“We ought never to judge a human being's actions until we know his motives.”
Aline thought the actions were quite sufficient for a working philosophy, but she did not say so. Jimmie half guessed the motives and judged leniently. Though he had lost much that made life sweet to him, his heart remained unchanged, his laugh rang true through the house; and were it not for the loneliness and the dismal blight in her own little soul, Aline would not have realised that any calamitous event had happened.
One other of Jimmie's friends maintained relations with him. This was Connie Deering. She had gone abroad soon after the disaster, and moved by various feelings for which she rather forbade her impulsive self to account, had written one or two oddly expressed letters. In the first one she had touched lightly upon the difficult subject. She would not have believed a word of it, if she had not heard it from his own lips. If he would write to her and say that it was all a lie, she would accept his word implicitly. He was either a god or a devil—a remark that filled Jimmie with considerable alarm. A shrewd brain was inside the pretty butterfly head. In his reply he ignored the question, an example which Connie followed in her second letter. This consisted mainly in a rambling account of the beauty of Stresa and the comforts and excellent cuisine of the hotel by the lake; but a postscript informed him that Norma was travelling about with her for an indefinite period, and that she had heard nothing of Morland, who having easily won his election was now probably busy with the beginning of the autumn session. Jimmie, unversed in the postscriptal ways of women, accepted the information as merely the literal statement of facts. A wiser man would have grasped the delicate implication that the relations between the affianced pair were so strained that an interval of separation had seemed desirable.

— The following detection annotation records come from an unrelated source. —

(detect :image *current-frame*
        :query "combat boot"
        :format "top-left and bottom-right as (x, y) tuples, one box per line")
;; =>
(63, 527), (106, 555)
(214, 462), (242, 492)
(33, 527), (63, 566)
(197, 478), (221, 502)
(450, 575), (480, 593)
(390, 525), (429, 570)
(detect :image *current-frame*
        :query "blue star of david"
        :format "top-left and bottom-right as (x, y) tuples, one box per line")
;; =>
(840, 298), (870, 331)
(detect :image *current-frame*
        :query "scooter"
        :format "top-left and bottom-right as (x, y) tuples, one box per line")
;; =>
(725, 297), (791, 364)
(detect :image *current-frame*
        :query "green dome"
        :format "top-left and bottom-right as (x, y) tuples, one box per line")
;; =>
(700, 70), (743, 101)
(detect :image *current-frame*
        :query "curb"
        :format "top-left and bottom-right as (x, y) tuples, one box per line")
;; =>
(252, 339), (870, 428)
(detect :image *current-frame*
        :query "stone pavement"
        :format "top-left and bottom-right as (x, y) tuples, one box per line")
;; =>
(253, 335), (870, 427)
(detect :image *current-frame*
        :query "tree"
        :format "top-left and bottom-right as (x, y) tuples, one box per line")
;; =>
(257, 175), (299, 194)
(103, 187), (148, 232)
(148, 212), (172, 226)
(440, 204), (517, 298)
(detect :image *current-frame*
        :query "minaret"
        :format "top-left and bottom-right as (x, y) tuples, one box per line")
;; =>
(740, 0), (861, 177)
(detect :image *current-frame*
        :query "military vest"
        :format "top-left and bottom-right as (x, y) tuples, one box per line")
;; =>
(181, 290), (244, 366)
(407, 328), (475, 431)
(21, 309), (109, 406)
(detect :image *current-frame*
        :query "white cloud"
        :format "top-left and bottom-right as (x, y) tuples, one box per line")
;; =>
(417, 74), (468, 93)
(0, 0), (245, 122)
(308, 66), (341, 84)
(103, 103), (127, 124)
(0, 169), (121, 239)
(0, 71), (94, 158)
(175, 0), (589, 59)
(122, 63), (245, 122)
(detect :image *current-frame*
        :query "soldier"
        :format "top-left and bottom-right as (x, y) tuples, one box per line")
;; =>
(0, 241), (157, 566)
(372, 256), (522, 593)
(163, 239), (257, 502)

The unshaken faith of the man in the ultimate righteousness of things kept him serene; but the young girl who had no special faith, save in the perfect righteousness of Jimmie and the dastardly unrighteousness of the world in general and of Mr. Anthony Merewether in particular, found it difficult to live in these high altitudes of philosophy. Indeed she was a very miserable little girl when Jimmie was not by, and pined, and cried her heart out, and grew thin and pale and sharp-tempered, and filled her guardian with much concern. At last Jimmie took heroic measures. Without Aline's knowledge he summoned Tony Merewether to an interview. The young man came. Jimmie received him in the studio, begged him to take a seat, and rang the bell. The middle-aged housekeeper ran down in some perturbation at the unusual summons, for it was Jimmie's habit to shout up the stairs, generally to Aline, for anything he wanted. She received his instructions. Miss Aline would oblige him by coming down at once. During the interval of waiting he talked to Mr. Merewether of indifferent things, flattering himself on a sudden development of the diplomatic faculty. Aline ran into the room, and stopped short at the sight of the young man, uttering a little cry of indignant surprise. Jimmie cleared his throat, but the oration that he had prepared was never delivered. Aline marched straight up to the offending lover.
“I don't see you on your knees,” she said.
Tony, who was entirely unexpectant of this uncompromising attitude, having taken it for granted that by some means or other the way had been made smooth for him, retorted somewhat sharply:
“You're not likely to.”
“Then I wonder,” said Aline, “at your audacity in coming to this house.” She turned and marched back to the door, her little figure very erect and her dark eyes blazing. Jimmie intercepted her.
“Tony came at my request, my child.”
For the first and only time in her life she cast a look of anger upon Jimmie.